On the section 33 application there is no right answer.

that the Applicant will be adequately protected by a prohibition on the Respondent entering the Applicants bedroom, or simply by a non molestation order with a power of arrest. Others might say that if the Respondent is the worse for drink there is more

likely to be a breach of the order, there is a threat of serious violence and leaving the parties under the same roof does not provide sufficient protection for the Applicant. The Respondent has somewhere to go for a few days so the balance is in favour of a short immediate ouster with a return date as soon as practicable. Remind your syndicate that if the return date is less than two clear days you will need to make an order abridging the time for service, otherwise the return date will not a proper on-notice hearing. On the section 42 application there is a clear threat of serious violence and clear evidence of harrassment so the Applicant is entitled to a non molestation order (a) prohibiting the use or threat of violence with a p.o.a. and (b) a separate clause prohibiting the harassment by attending at the Applicants place of work with p.o.a. Stress the point about not putting p.o.a.s on general non molestation orders in order to avoid HRA Article 5 problems.
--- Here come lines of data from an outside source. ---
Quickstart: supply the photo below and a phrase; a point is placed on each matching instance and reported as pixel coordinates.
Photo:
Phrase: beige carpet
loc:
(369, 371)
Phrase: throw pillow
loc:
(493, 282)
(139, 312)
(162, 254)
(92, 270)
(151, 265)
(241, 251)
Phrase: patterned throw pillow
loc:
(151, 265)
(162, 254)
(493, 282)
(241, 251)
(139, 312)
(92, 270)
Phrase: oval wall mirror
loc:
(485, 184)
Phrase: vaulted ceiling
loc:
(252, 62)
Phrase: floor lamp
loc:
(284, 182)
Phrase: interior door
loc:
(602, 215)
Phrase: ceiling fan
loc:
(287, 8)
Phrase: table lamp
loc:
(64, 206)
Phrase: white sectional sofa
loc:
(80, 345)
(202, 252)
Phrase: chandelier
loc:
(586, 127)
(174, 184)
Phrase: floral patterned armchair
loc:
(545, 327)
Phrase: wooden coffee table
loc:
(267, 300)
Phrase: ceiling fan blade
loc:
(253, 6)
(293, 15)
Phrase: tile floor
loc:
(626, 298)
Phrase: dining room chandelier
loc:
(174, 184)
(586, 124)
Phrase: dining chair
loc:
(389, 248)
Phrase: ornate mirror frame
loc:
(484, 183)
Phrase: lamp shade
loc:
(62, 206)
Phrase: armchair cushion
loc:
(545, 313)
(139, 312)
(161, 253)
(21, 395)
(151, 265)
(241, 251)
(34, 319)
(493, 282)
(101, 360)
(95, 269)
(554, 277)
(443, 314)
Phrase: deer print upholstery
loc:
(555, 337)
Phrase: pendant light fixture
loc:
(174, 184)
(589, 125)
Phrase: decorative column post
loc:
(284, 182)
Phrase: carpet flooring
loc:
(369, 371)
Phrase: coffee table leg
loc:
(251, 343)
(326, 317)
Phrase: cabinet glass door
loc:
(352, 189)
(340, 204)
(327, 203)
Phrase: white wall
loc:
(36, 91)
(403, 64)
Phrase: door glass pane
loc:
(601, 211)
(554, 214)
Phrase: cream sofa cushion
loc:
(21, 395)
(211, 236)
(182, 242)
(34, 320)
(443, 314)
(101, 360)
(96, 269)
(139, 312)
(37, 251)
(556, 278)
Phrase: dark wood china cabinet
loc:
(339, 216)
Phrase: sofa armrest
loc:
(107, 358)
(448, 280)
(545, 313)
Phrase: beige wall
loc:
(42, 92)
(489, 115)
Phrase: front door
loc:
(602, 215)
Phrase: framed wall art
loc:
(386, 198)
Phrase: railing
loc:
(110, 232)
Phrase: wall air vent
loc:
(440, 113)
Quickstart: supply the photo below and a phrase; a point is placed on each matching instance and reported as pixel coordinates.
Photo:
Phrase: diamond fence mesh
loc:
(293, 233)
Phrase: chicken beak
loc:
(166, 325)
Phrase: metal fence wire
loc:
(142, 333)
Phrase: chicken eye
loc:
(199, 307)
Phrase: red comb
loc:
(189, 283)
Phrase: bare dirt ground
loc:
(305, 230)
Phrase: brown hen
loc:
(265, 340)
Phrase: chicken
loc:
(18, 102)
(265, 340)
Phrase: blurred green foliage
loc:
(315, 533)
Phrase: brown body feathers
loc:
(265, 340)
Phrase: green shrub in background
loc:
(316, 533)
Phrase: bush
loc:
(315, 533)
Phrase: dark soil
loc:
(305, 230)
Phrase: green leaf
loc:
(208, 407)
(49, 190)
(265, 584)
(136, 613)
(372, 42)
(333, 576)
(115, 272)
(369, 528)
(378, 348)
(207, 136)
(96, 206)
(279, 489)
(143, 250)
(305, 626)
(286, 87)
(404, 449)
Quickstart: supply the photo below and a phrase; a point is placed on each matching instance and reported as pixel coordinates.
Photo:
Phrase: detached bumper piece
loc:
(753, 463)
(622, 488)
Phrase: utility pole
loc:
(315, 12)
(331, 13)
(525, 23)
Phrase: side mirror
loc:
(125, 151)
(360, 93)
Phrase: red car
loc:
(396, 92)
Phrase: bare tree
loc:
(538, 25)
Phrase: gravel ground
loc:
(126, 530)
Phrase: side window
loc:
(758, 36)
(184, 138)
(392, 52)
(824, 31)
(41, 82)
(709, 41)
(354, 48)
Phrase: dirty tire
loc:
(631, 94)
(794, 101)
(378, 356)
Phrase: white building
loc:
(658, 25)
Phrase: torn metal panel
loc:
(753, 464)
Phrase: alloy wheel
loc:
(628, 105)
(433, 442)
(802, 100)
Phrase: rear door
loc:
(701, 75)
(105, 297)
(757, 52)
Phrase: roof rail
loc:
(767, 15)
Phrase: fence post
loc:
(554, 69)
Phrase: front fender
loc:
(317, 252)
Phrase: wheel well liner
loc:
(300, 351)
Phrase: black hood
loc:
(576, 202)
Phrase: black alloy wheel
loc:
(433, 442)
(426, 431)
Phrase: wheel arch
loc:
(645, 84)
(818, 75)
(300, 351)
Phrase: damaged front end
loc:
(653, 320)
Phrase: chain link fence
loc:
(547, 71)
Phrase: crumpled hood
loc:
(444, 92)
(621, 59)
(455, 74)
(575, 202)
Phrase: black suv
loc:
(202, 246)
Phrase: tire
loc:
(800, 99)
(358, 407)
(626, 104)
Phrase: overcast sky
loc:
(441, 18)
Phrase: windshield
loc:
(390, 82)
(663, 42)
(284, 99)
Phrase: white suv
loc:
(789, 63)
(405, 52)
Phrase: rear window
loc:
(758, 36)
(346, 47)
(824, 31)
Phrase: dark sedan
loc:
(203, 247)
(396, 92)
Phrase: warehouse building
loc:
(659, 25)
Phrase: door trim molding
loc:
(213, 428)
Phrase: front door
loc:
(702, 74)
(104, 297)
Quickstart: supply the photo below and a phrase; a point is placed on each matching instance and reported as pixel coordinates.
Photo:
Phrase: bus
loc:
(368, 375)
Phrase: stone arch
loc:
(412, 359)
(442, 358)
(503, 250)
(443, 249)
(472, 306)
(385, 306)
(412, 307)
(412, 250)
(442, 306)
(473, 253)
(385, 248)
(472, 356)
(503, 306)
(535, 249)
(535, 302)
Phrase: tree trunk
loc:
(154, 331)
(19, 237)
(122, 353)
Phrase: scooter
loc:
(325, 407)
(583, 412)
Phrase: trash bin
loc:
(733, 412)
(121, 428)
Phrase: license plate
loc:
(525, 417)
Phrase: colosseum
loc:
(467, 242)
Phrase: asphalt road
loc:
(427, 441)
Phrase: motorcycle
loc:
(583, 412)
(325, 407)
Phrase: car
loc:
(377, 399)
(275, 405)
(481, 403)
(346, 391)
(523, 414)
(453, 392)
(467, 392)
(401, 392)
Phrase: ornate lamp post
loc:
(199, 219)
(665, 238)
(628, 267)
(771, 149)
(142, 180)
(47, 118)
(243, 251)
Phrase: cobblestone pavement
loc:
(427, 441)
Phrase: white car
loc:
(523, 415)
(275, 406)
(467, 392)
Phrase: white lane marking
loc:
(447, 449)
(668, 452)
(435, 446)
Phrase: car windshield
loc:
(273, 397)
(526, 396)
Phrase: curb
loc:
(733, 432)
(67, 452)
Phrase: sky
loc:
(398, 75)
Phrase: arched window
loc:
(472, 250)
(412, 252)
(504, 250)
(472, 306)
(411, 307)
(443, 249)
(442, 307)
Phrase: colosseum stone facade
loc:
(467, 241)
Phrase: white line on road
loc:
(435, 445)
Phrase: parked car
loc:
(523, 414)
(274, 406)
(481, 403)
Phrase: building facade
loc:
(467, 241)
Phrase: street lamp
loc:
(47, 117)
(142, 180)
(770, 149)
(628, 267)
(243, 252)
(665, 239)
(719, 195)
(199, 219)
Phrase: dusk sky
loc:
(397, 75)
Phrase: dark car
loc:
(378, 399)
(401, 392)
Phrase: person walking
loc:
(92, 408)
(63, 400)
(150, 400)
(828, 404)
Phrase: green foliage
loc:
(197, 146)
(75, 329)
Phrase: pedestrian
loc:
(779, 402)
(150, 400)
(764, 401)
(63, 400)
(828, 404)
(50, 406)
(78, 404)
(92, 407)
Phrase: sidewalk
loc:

Q.2. The case obviously requires a swift return date. How swift will depend on the order made. A full ouster clearly requires a very short return date 2/3 days. No ouster at all also requires a very short return date 2/3 days abridging time for service if necessary. A partial ouster might benefit from a slightly longer return date say 7/10 days to allow the Respondent time to prepare properly for the hearing and avoid an abortive hearing on the first inter partes hearing. There will always be a tension between a swift return date and the need to allow parties adequate time to prepare for what may be a rather more complicated case that appears from the initial papers. Qs.3. and 4 There should be no difficulty about granting the adjournment. The Respondent clearly needs time to prepare but the question is now more difficult in that you are dealing with an application which has been properly served, where one party is asking for urgent relief and the other party wishes to contest the facts. It is suggested that the proper approach is to make clear to the Respondent that the case has not yet finally been

judged, that a final decision will not be made until the judge has heard both sides, but until the next hearing the Applicant is entitled to some protection. With both parties in front of you it may well be appropriate to make an interim order at least giving the applicant a zone of safety in the house. To avoid the appearance of prejudging the case it might be sensible to give each party a zone of safety within the house, particularly if you do not make a temporary full ouster order. Section 40 orders are legally possible but cannot be enforced . Full timers may be asked to share their experience whether they are in fact being requested to make these orders in the light of Nwogbe . There is a wide divergence of judicial opinion on the merits of partial ousters. Impose a time table for the service of witness statements so that the next hearing will be effective, allowing the Applicant the chance to reply by statement if so advised. Q.5. This kind of polite blackmail is by no means uncommon. Some gentle banging together of heads is certainly to be encouraged but if parties are not prepared to compromise, you can and should make an interim non-molestation order in favour of the Applicant to last until the final hearing. On the facts you can hardly refuse this application. .Stress that undertakings can never be imposed against a partys will.and powers of arrest cannot be attached.